Table 10 The reliability of water demand supply during 3rd and 4th dry periods
Fig. 7
figure 7

The monthly reservoir release in comparison with water demands in 3th and 4th dry periods

The analysis of monthly results of application of hedging rules and SOP in 3rd and 4th dry periods (Fig. 8) shows that by application of hedging rules more reasonable and sustainable water supply scheme during drought periods can be achieved. Using hedging rules in two considered drought periods, has decreased the maximum percentage of water shortage in 3rd and 4th dry periods from 0.93 and 0.88 to 0.82 and 0.78, respectively.

Fig. 8
figure 8

The monthly time series of reservoir release under application of SOP and Hedging rule (a) at the 3rd drought period (b) at the 4th dry period

5 Conclusion

Water resources planners and decision makers in recent years are paying more attention to preparedness of systems to deal with water shortages before drought occurrence. In this approach, the probable drought risks from magnitude, severity and duration aspects are projected before occurrence of disaster and the system is prepared to deal with them through development of appropriate policies. The water resources system readiness in dealing with water shortage could highly decrease the water deficit and socio-economical problems. This has become more important in recent years because of the climate change impacts resulting in increased frequency and severity of droughts.

In this paper, an integrated drought management approach in dealing with drought events with various characteristics under climate change impacts is developed. The proposed algorithm has been applied to the Aharchay basin in the northwestern part of Iran. The results of climate change studies show a decreasing trend of rainfall and runoff in the study area that will affect agricultural based economical activities as well as people’s lifestyle in the region. This also results in increasing water shortage periods and therefore necessity of drought mitigation strategies. In the two 20 year periods considered, in the second period, there is a severe water shortage in spring and summer that water demand cannot be supplied. To manage real time operation of Sattarkhan reservoir, hedging rules have been applied to reduce water shortages. This results in a more stable water supply scheme for drought periods and provides a lead time to apply water conservation strategies for the better use of the available water resources.

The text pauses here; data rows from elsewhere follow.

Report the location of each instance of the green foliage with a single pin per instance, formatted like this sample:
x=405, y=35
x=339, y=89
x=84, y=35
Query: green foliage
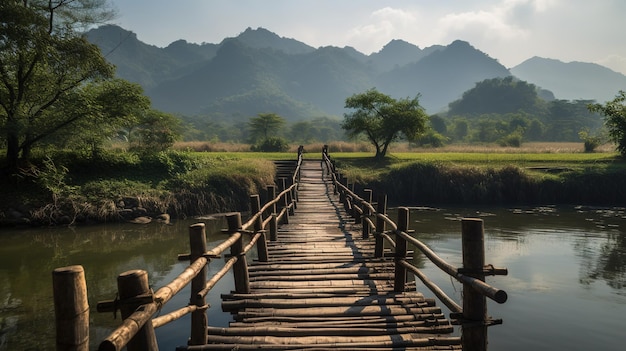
x=498, y=95
x=43, y=62
x=591, y=142
x=514, y=139
x=271, y=144
x=265, y=125
x=383, y=119
x=431, y=139
x=615, y=119
x=156, y=132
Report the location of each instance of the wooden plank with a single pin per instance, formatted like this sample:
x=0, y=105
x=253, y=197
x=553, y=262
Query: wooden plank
x=323, y=289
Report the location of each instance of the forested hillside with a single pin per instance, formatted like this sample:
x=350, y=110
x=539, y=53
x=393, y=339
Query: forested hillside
x=217, y=87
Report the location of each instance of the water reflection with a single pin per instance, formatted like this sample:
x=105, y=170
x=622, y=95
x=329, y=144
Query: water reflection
x=566, y=273
x=560, y=260
x=27, y=258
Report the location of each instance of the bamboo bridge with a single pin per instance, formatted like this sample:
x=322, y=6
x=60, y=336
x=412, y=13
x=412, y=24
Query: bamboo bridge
x=331, y=274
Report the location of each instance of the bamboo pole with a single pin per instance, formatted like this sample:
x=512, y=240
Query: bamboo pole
x=271, y=195
x=283, y=182
x=474, y=334
x=71, y=308
x=255, y=207
x=401, y=250
x=199, y=318
x=273, y=228
x=240, y=268
x=129, y=285
x=381, y=210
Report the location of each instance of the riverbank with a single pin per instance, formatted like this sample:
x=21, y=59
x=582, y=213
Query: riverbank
x=118, y=186
x=492, y=178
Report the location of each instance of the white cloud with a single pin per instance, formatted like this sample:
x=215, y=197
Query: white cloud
x=614, y=62
x=383, y=25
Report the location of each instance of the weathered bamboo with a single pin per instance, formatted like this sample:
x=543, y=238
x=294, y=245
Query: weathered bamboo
x=240, y=268
x=217, y=276
x=255, y=207
x=271, y=195
x=172, y=316
x=453, y=306
x=71, y=308
x=199, y=318
x=381, y=209
x=130, y=284
x=273, y=227
x=474, y=335
x=401, y=250
x=285, y=198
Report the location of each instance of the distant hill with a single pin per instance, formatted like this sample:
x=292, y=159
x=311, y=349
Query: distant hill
x=259, y=71
x=442, y=76
x=573, y=80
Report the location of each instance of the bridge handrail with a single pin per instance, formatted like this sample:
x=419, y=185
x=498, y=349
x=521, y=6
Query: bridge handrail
x=364, y=208
x=145, y=305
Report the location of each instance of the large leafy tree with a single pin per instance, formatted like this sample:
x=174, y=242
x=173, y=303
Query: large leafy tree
x=44, y=61
x=383, y=119
x=615, y=119
x=265, y=125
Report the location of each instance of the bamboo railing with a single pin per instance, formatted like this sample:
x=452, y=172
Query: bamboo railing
x=472, y=315
x=138, y=304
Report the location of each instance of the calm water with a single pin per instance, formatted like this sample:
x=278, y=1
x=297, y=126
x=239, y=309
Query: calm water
x=566, y=282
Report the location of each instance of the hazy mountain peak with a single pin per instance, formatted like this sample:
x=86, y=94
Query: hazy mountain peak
x=262, y=38
x=571, y=80
x=394, y=54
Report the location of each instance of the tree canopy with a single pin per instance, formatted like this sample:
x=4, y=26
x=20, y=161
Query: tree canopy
x=497, y=95
x=615, y=119
x=44, y=63
x=383, y=119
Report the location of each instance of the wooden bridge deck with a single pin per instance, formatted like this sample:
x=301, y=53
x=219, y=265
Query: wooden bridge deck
x=323, y=289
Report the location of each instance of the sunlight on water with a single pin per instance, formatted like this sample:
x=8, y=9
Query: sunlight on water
x=566, y=282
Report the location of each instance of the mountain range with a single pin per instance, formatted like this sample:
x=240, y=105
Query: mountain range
x=259, y=71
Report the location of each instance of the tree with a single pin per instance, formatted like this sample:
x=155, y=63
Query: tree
x=156, y=131
x=615, y=119
x=264, y=126
x=111, y=109
x=383, y=119
x=43, y=61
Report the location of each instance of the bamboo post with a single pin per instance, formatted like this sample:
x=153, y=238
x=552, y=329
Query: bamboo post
x=199, y=318
x=290, y=201
x=381, y=209
x=132, y=284
x=401, y=249
x=261, y=244
x=240, y=268
x=271, y=195
x=273, y=228
x=71, y=308
x=474, y=334
x=285, y=200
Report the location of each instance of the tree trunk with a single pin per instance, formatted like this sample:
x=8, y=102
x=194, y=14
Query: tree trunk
x=13, y=152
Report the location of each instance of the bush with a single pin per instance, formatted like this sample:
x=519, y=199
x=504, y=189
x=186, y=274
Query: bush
x=272, y=144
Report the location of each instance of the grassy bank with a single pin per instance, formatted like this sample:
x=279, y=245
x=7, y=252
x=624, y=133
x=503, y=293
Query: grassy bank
x=479, y=178
x=68, y=188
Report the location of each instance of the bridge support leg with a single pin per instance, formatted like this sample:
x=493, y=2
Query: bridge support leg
x=133, y=284
x=401, y=249
x=71, y=308
x=474, y=331
x=199, y=318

The results of this study show the successful application of the proposed algorithm in mitigating the severe drought periods in the region considering climate change impacts. The proposed algorithm can be applied to other basins with different characteristics but special care should be taken to incorporate the regional characteristics and the specific priorities in water supply and allocation in adopting the proposed algorithm. Applying this algorithm could decrease the scarcity of water supply in a region and serve as a useful tool in sustainable management of water resources.